Respect composer require-dev?

[DanielSiepmann]

Hey,

I'm curious why composer require-dev is not respected within https://github.com/maglnet/ComposerRequireChecker/blob/2.1.0/src/ComposerRequireChecker/FileLocator/LocateComposerPackageDirectDependenciesSourceFiles.php#L13.

Our use case:
We develop a package that suggest installing further dependencies via composer suggest configuration. Inside of our code we use parts of this dependency. The dependency is also required via require-dev, in order to have code while developing and running tests.
Right now the class is reported as missing, as require-dev is not respected.

This might be slightly related to #163 where autoload-dev is discussed.

[DanielSiepmann]

Maybe it would make sense to respect requirements that are listed in suggest and require-dev.

[SvenRtbg]

The historic mission of this project was to identify missing production dependencies. If you once required any earlier Zend Framework 2 component standalone, and then tried to use it, you were hit with plenty of "class not found" errors due to the component not declaring it's dependencies correctly. This has since been fixed, and today all (renamed) Laminas components are usable out of the box.

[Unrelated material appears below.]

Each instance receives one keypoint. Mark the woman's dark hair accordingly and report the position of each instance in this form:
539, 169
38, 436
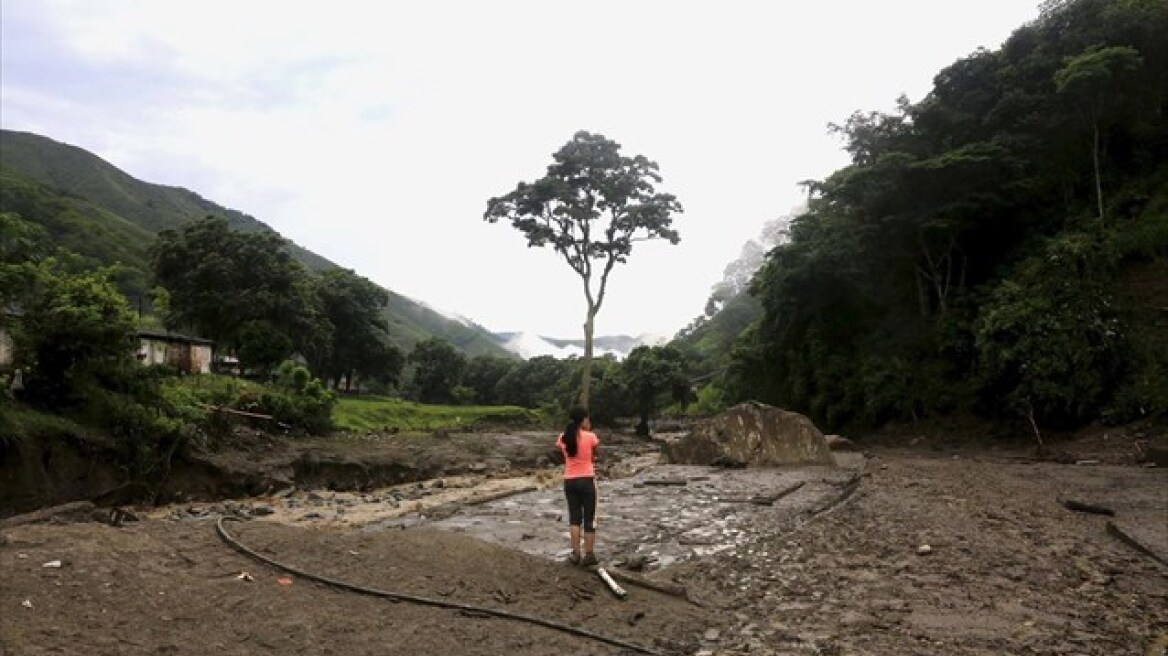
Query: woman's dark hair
577, 414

If you look at the discussion in #163 you see that the maintainers are quite hesistant to extend that mission, possibly allowing the checker to be misinterpreted in all these new cases.

Your package is offering something that can be described as "optional dependencies". This project cannot deal with them - at least not without parsing your code more complex in order to find the condition that will either execute something if dependencies are present, or throw an error or execute alternative code if not.

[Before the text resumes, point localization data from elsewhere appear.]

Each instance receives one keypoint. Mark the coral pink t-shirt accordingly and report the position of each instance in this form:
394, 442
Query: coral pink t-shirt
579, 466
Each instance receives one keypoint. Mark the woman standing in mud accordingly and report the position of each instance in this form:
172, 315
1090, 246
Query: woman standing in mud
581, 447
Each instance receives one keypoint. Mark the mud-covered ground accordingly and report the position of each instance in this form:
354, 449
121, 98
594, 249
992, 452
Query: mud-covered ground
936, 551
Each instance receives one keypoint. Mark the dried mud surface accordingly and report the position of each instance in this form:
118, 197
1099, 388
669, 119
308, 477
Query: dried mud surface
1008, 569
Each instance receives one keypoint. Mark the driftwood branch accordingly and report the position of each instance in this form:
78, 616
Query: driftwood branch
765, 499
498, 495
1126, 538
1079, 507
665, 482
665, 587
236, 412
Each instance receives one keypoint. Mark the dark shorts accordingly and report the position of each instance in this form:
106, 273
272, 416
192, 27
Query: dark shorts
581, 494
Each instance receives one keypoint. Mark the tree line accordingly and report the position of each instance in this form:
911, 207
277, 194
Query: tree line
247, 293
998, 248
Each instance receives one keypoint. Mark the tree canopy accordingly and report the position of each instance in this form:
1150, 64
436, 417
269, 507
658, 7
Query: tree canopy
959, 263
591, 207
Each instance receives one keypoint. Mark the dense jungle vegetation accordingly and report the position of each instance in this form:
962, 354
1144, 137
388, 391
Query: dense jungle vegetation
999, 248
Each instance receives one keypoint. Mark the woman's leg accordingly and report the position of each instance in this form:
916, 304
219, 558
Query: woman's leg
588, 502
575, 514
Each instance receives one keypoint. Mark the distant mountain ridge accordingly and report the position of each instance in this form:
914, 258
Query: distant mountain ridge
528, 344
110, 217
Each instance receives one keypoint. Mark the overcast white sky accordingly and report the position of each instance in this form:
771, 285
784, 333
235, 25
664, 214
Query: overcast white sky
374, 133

In fact, from what I'd summarize from the discussions I read in the past, I perceived the maintainers have the strong opinion that there cannot be "optional dependencies".

If you want to make use of this tool, you'd probably have to ignore all the reported parts that relate to you accessing "optional" dependencies. However, as soon as the whole require-dev or suggest entries would be added, you can easily depend on something that isn't covered by a conditional check and would break when being used.

[Ocramius]

However, as soon as the whole require-dev or suggest entries would be added, you can easily depend on something that isn't covered by a conditional check and would break when being used.

require-dev and suggest mean absolutely nothing for downstream consumers of your libraries, so they won't be considered by this tool either.

If you want to support additional third-party dependencies, I suggest to instead:

1. Create an adapter that is specific to the third-party component
2. Put it in an independent codebase (whether that requires a new git repository or a subtree split is up to your preference)

While this does indeed increase maintenance burden, it reduces downstream problems, as your users won't get errors due to missing dependencies in misconfiguration scenarios.

Closing, since the rest of the rationale has been exhaustively covered by @SvenRtbg.

[DanielSiepmann]

Thanks to both of you for clarification. Makes absolute sense to me.